I prefer to translate Ockham’s Razor as “Do not unnecessarily multiply dependencies”.

This is not only a legitimate translation in context, which conveys the same meaning as yours, it also has direct application to system programming as well as general problem solving.

Your code is more reliable if you don’t insist on calling every known module on CPAN, and you don’t use callouts to /usr/bin and /sbin because you’re too lazy to bother figuring out how to write six extra lines of native code instead.

Back in my misspent and paranoiac youth, I coined a theory that goes:

Walter’s Theory Of Police:
If you are traveling by car and see a police patrol car, the odds of you seeing another police car before your trip is over goes up by some tangible amount. If you see a second police car, your odds of seeing a third police car before the end of your trip increase again.
==

I was never brash enough to call it a Law.

Don’t forget Nurick’s Law of Creeping Features:

“Just because you can doesn’t mean you should.”

@Don:

Many people don’t catch that bit, but the law is “correct” as originally written. The “mistake” is actually a second gem hiding in the same law. Taking all of the cuteness out of the original phrasing, the law would become something like:

“The first 90% of the code takes 90% of the estimated development time. The last 10% of the code also takes 90% of the estimated development time. As a result, the actual development is nearly twice (180%) of the estimate.”

I don’t know who came up with this:

The success of a technology depends on how useful it is for money-making or porn.

After all those laws and comments with more laws I think it must be time for only one more.

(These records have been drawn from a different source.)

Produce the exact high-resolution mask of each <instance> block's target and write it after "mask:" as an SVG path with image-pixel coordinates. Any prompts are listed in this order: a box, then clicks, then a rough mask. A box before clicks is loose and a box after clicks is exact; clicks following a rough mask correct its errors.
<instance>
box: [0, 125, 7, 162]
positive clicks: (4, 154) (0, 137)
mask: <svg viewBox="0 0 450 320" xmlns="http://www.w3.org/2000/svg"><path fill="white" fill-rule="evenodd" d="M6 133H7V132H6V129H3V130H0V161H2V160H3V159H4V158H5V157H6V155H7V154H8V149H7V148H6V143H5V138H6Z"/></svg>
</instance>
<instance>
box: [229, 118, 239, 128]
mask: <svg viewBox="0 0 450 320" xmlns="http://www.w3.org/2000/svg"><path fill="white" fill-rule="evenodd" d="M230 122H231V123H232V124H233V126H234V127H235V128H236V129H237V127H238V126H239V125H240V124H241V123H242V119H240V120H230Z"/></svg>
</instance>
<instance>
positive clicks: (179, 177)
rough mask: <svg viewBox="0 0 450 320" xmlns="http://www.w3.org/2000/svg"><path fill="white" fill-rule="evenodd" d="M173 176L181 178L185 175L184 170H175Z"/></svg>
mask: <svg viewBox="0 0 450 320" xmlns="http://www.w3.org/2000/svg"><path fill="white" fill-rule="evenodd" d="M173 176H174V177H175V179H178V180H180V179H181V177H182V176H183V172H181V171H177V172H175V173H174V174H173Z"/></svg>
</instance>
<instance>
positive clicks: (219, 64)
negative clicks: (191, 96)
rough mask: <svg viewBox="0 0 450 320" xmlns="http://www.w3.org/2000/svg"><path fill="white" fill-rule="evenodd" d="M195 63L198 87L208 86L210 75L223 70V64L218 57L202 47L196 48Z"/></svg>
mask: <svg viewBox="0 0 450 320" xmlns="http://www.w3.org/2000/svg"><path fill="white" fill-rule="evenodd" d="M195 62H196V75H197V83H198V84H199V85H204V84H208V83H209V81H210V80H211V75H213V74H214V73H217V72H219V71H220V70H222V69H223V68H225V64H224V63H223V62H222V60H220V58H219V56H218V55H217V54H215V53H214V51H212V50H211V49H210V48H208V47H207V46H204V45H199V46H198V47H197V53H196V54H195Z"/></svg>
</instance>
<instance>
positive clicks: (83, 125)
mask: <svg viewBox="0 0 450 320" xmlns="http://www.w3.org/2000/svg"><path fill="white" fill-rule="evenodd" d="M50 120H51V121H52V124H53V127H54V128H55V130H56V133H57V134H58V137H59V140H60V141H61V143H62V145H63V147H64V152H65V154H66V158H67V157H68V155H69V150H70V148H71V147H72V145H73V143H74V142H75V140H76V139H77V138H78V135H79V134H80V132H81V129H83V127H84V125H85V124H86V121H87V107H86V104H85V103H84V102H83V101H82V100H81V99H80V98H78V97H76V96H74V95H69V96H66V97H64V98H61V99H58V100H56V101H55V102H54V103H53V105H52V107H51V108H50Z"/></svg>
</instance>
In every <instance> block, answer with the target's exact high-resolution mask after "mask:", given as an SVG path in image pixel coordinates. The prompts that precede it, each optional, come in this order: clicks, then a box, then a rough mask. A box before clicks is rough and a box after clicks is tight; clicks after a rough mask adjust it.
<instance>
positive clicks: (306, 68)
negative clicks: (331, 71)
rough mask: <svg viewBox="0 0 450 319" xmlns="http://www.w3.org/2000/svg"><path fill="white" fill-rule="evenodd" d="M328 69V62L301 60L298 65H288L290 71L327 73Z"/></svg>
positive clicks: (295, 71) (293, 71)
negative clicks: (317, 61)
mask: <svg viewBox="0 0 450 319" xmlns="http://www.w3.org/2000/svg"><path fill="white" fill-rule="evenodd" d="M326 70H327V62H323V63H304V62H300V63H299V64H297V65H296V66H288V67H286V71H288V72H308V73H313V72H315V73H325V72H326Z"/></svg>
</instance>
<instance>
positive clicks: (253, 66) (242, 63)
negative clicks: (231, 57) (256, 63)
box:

Fabulous Furry Freak Brothers

Got a lot, smoke a lot. Got a little, smoke it all.

LeMel’s Law of Media Technology Maturity

A media technology is considered mature when it’s name stops being appended to the ends of the titles of content. (e.g., “Jaws 3D”)

Don’t know if he wrote it, but it was in “Computer Lib/Dream Machines” by Ted Nelson:

“Any idiot can learn to use computers, and many do”

Westheimer’s Law: To find out how long a program will actually take, double the estimate given by the programmer and change to the next higher unit. For example, if the estimate is two days, it will take four weeks.

I’m looking for the law that says:

87% of statistics are made up on the spot.

Any clue who’s law that is?

didn’t Harlan Ellison pen a corollary to Sturgeon’s Revelation to the effect of:

“…And 90% of what remains is crap, too.”

(i don’t imagine ellison ever said ‘crud’, and i wish i could find/recall the place where he wrote this… anyone with a better memory than me?)